Prioritizing ecological restoration of converted lands in Canada by spatially integrating organic carbon storage and biodiversity benefits

Abstract Ecosystem restoration is a fundamental way of delivering nature‐based solutions to improve resilience in a changing climate and sustain biodiversity. Spatial analyses to identify where ecosystem restoration would yield targeted environmental benefits are critical to inform, and coordinate restoration initiatives at multiple scales to achieve national commitments and global goals. Here, we provide an optimization analysis for restoration potential of converted terrestrial ecosystems in Canada by integrating carbon storage and biodiversity benefits as key considerations.

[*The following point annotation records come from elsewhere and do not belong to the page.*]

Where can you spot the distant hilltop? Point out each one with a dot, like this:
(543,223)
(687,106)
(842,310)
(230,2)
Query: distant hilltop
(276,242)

Our results show that converted landscapes are prevalent in southern anthropic regions of Canada, with the greatest potential for biodiversity benefits through forest and grassland restoration. At national scales, carbon density (tonnes C/km 2 ) and total carbon storage (tonnes C) potential were greatest for wetland and forest restoration, respectively. When biodiversity and carbon were both included in an optimization framework, consistent priorities across all three restoration targets (50,000; 100,000; and 150,000 km 2 ) comprised forest restoration in the St. Lawrence and Lake Erie Lowlands, with the Lake Manitoba Plains, Interlake Plains, and Manitoulin‐Lake Simcoe ecoregions also frequently identified. Our analysis will help decision‐makers identify where restoration of converted lands may support considerable gains in simultaneously achieving climate and biodiversity goals in Canada.